Angola já recuperou seis mil milhões USD e apreendeu outros 21 mil milhões no âmbito do confisco de activos, metade dos quais no exterior, anunciou ontem em Luanda a procuradora-geral adjunta, sugerindo a criação de uma estrutura autónoma para gestão dos ativos

Segundo Inocência Pinto, que falava na abertura de um workshop sobre confisco e administração de activos organizado pela Procuradoria Geral da Republica e Organização das Nações Unidas sobre Drogas e Crime (ONUDC), o Estado angolano criou um conjunto de medidas de combate à criminalidade organizada eonómico-financeira transnacional, incidindo sobre recolha de prova, quebra de sigilo profissional e perda de bens a favor do Estado que conduziram a este resultado

“Os resultados alcançados podem ser considerados positivos e constituem uma alavanca no sentido da continuidade das acções que visam prevenir e reprimir más praticas na gestão do erário”, salientou, acrescentando que o processo de recuperação de ativos coloca desafios e oportunidades

Considerou que é preciso discutir se o modelo adotado por Angola, com primazia para o fiel depositário, é o melhor face à realidade, realçando que é preciso garantir que os não se deteriorem enquanto se aguardam decisões judiciais.

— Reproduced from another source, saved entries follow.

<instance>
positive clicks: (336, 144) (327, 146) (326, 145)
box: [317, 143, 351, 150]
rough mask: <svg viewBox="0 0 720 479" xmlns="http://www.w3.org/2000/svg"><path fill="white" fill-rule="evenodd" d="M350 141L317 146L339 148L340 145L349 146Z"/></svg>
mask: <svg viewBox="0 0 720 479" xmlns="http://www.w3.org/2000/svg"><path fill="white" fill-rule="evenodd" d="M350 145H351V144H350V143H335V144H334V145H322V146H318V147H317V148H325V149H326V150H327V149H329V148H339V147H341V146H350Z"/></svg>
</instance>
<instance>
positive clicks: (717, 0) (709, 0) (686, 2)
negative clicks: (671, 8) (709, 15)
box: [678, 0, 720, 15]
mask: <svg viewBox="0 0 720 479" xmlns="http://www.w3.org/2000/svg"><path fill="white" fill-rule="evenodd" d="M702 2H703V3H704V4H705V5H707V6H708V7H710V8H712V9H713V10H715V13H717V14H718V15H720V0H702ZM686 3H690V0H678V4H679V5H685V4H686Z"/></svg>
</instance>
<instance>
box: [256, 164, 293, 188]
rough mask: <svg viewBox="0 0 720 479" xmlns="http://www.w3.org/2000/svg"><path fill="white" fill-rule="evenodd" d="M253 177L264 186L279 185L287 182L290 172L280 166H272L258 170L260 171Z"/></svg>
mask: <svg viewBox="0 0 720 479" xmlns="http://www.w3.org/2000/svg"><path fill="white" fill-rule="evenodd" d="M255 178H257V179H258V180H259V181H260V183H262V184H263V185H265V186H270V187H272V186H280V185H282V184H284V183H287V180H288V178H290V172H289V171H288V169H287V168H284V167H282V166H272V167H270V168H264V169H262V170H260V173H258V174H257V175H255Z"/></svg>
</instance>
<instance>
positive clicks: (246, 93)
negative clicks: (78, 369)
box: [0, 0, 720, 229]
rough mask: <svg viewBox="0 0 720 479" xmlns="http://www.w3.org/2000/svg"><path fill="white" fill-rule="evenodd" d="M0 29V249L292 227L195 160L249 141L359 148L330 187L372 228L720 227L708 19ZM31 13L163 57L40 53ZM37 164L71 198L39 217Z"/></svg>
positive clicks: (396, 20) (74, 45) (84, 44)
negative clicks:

O Serviço Nacional de Recuperação de Ativos (Senra) tem contado com colaboração de várias instituições, como o Cofre Geral de Justiça e o Instituto de Gestão de Activos e Participações do Estado (IGAPE), mas não existe até agora uma entidade com competência exclusiva para gestão dos ativos.

Inocência Pinto apontou o desafio de encontrar boas práticas na administração de activos confiscados, sob pena de se degradarem, sugerindo a criação de uma task force ou uma estrutura de gestão especifica vocacionada para a valorização dos activos, acompanhada por uma comissão de auditoria e membros da sociedade civil para velar pelo interesse comum.

A responsável enalteceu o papel da cooperação internacional, com destaque para o projeto PRO.REACT, onde se enquadra esta iniciativa, já que permite que se desenvolva um sistema eficaz de combate aos fluxos financeiros ilícitos, contribuindo para o crescimento económico e redução da pobreza.